Edson Diniz, diretor da Redes da Maré.
Conquista coletiva de direitos
A luta por direitos básicos das 16 comunidades que formam a Maré vem do início de suas histórias, na década de 1940, quando havia apenas a Baixa do Sapateiro, o Parque Maré e o Morro do Timbau. Fruto de um processo de ocupação da área por migrantes em busca de trabalho (principalmente de nordestinos), a região, alagadiça, carecia de quaisquer serviços públicos. Seus primeiros moradores viviam em casas de madeira, sem eletricidade e água encanada.
“Quando chegava a noite, os moradores acendiam a luz em casa e a energia caía, ficávamos todos no escuro. A água era raridade; trazíamos em barris do outro lado da Avenida Brasil. Foi tudo conquistado com trabalho de formiguinha”, contou Helena Edir, moradora da Nova Holanda desde os anos 1980, diretora da Associação de Moradores surgida na época e uma das fundadoras da Redes da Maré.
As lutas dos moradores das seis favelas (Parque União, Parque Rubens Vaz, Nova Holanda, Parque Maré, Baixa do Sapateiro e Morro do Timbau) aconteciam através da articulação comunitária em pequenos grupos: comissões foram criadas para tratar do fornecimento de energia e um grupo de mulheres se mobilizou para exigir água encanada, creche e escolas. Desse movimento é que surgiram as associações de moradores; depois, as organizações não governamentais (ONGs) e, mais recentemente, coletivos engajados na luta por direitos. “Tudo o que a Maré conseguiu de melhoria é fruto da luta dos próprios moradores e de instituições como a Redes da Maré, através da pressão local”, explica Edson Diniz, diretor da Redes da Maré.
Uma pandemia de desafios
O enfrentamento da pandemia de covid-19 exigiu mais do que o esperado pela instituição.
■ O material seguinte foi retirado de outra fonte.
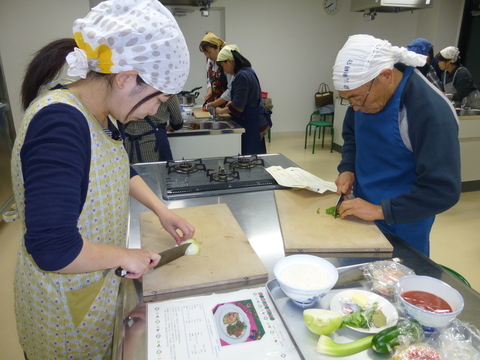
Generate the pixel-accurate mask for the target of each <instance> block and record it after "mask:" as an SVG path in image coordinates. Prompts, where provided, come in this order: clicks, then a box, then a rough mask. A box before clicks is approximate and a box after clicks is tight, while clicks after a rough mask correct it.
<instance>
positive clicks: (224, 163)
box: [223, 155, 265, 170]
mask: <svg viewBox="0 0 480 360" xmlns="http://www.w3.org/2000/svg"><path fill="white" fill-rule="evenodd" d="M223 163H224V164H228V165H229V169H231V170H235V169H253V168H254V167H256V166H262V167H265V162H264V161H263V159H260V158H259V157H258V156H257V155H238V156H234V157H225V159H224V160H223Z"/></svg>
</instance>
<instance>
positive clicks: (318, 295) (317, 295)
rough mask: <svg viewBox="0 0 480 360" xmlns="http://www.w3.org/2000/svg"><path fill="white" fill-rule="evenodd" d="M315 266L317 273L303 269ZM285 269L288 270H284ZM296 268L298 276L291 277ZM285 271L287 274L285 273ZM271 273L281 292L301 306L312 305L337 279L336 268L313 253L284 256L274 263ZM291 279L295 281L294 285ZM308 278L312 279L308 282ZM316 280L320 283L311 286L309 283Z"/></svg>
mask: <svg viewBox="0 0 480 360" xmlns="http://www.w3.org/2000/svg"><path fill="white" fill-rule="evenodd" d="M315 267H316V268H317V269H318V272H317V273H315V271H312V272H310V271H308V272H307V271H305V270H306V269H308V270H315ZM287 269H288V271H287V272H285V271H286V270H287ZM297 270H298V276H295V278H294V279H292V275H293V274H295V273H296V271H297ZM287 273H288V274H289V275H286V274H287ZM273 274H274V275H275V278H276V279H277V282H278V284H279V285H280V288H281V289H282V290H283V292H284V293H285V294H286V295H287V296H288V297H289V298H290V299H292V300H293V301H294V302H295V303H296V304H297V305H300V306H302V307H308V306H310V305H313V303H314V302H315V301H316V300H318V299H320V298H322V297H324V296H325V295H326V294H327V293H328V292H329V291H330V289H331V288H332V287H334V286H335V284H336V282H337V280H338V270H337V268H336V267H335V266H333V265H332V263H330V262H329V261H327V260H325V259H323V258H320V257H318V256H313V255H290V256H286V257H284V258H283V259H281V260H279V261H278V262H277V263H276V264H275V266H274V268H273ZM287 276H288V278H287ZM292 280H294V282H295V284H294V285H293V284H292ZM310 280H314V281H311V282H310ZM324 280H327V281H324ZM316 282H319V283H320V282H321V283H322V285H321V286H319V287H318V288H313V287H312V286H311V285H312V284H314V283H316ZM297 284H298V285H297ZM303 285H305V286H303ZM302 287H303V288H302Z"/></svg>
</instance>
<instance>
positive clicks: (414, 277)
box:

Até o fim de fevereiro, o território, com cerca de 140 mil pessoas, era líder em casos da doença: cerca de 2,5 mil pessoas infectadas, de acordo com o Painel Unificador COVID-19 Nas Favelas do Rio de Janeiro.
A Campanha Maré diz NÃO ao Coronavírus, realizada pela Redes da Maré entre março e dezembro de 2020, firmou parcerias entre organizações e recebeu apoio de voluntários para diminuir o impacto da doença na vida da população mareense. Seis frentes de trabalho foram fundamentais para esta atuação: atendimento à população em situação de rua; segurança alimentar; acesso à saúde (direitos, cuidados e prevenção); produção e difusão de informações e conteúdos seguros; geração de renda; e apoio a artistas e grupos culturais locais.
Foram mais de 54,7 mil pessoas atendidas diretamente; 65 mil refeições entregues para pessoas em situação de rua; mais de 17,6 mil famílias atendidas com cestas básicas e kits de limpeza e higiene. Todas as 16 favelas da Maré foram alcançadas, graças ao trabalho de 300 pessoas engajadas na campanha.
As parcerias feitas durante o período de crise sanitária foram de grande importância. Uma delas é o Conexão Saúde – De olho na Covid, projeto que desde agosto atua por meio de ações, como telemedicina, testagem e um centro de isolamento para atenção integral que beneficia moradores da Maré e de Manguinhos. A ação é uma parceria de instituições como Centro Comunitário Manguinhos, Cruz Vermelha, Dados do Bem, Estáter, Fiocruz, Redes da Maré, SAS Brasil, Todos Pela Saúde e União Rio. O Dados do Bem, organização responsável pela testagem, realizou até o dia 08 de fevereiro 9.637 testes de covid-19 na Maré. Já a Telemedicina, realizada pela SAS Brasil, iniciou as atividades no território em julho de 2020 e até o momento, realizou 2.592 atendimentos médicos e 1.309 atendimentos psicológicos, além de 610 casos de suspeita ou confirmação de covid-19.